Au Gabon, une session de formation à la conduite d’engins lourds, portée par Eco Service Gabon en partenariat avec le ministère des Transports, ouvre de nouvelles perspectives professionnelles aux jeunes — y compris aux femmes, dans un secteur historiquement masculin.
Dans un pays où le chômage des jeunes reste une préoccupation majeure, le permis G fait figure de passeport vers l’emploi. Lancée par l’entreprise Eco Service Gabon avec l’appui du ministère des Transports, la formation en cours combine apprentissage technique rigoureux et encadrement institutionnel. Elle s’adresse à des jeunes Gabonais désireux de se qualifier dans la conduite d’engins lourds, un secteur qui peine à recruter des profils formés.

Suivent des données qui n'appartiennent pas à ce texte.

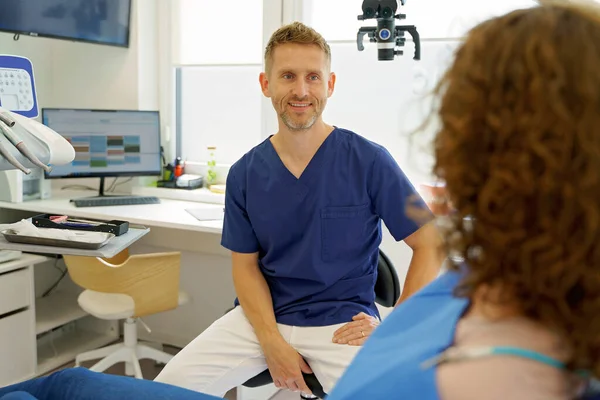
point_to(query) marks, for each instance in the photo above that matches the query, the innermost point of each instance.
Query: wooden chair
(127, 287)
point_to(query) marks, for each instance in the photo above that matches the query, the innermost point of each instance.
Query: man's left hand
(355, 333)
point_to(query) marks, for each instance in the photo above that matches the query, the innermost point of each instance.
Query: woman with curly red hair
(519, 317)
(519, 151)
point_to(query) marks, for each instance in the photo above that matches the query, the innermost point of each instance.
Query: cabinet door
(17, 347)
(14, 290)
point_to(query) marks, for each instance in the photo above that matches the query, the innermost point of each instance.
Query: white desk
(167, 214)
(205, 265)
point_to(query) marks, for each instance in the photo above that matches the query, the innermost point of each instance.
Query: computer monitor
(107, 143)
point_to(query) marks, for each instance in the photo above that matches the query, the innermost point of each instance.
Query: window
(386, 101)
(219, 51)
(220, 32)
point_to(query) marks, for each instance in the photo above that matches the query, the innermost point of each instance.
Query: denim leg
(83, 384)
(18, 396)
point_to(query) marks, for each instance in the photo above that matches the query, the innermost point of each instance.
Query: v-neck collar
(313, 167)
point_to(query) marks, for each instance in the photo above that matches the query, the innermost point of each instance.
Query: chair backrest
(152, 280)
(387, 287)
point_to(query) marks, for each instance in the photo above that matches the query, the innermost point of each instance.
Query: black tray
(115, 227)
(13, 237)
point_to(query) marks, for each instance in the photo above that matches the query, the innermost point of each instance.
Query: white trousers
(227, 354)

Sur le terrain, la présence des agents du ministère témoigne de l’engagement de l’État. Luther Minla, représentant du ministère des Transports, rappelle le sens de la démarche : « Nous sommes là pour superviser cette formation, qui va sûrement aider ces jeunes Gabonais demain à trouver de l’emploi. Le président de la République demande à la jeunesse de se former. » L’employabilité des jeunes s’affirme ainsi comme une orientation politique assumée.
Du côté du secteur privé, l’ambition est clairement posée. Azaphe Salomon Ndzoundomu, directeur général d’Eco Service Gabon, fixe un cap ambitieux : former 1 500 jeunes Gabonais d’ici 2030. Au-delà des chiffres, il s’agit de revaloriser des métiers techniques longtemps boudés, tout en répondant à une pénurie réelle de conducteurs qualifiés dans le secteur des transports.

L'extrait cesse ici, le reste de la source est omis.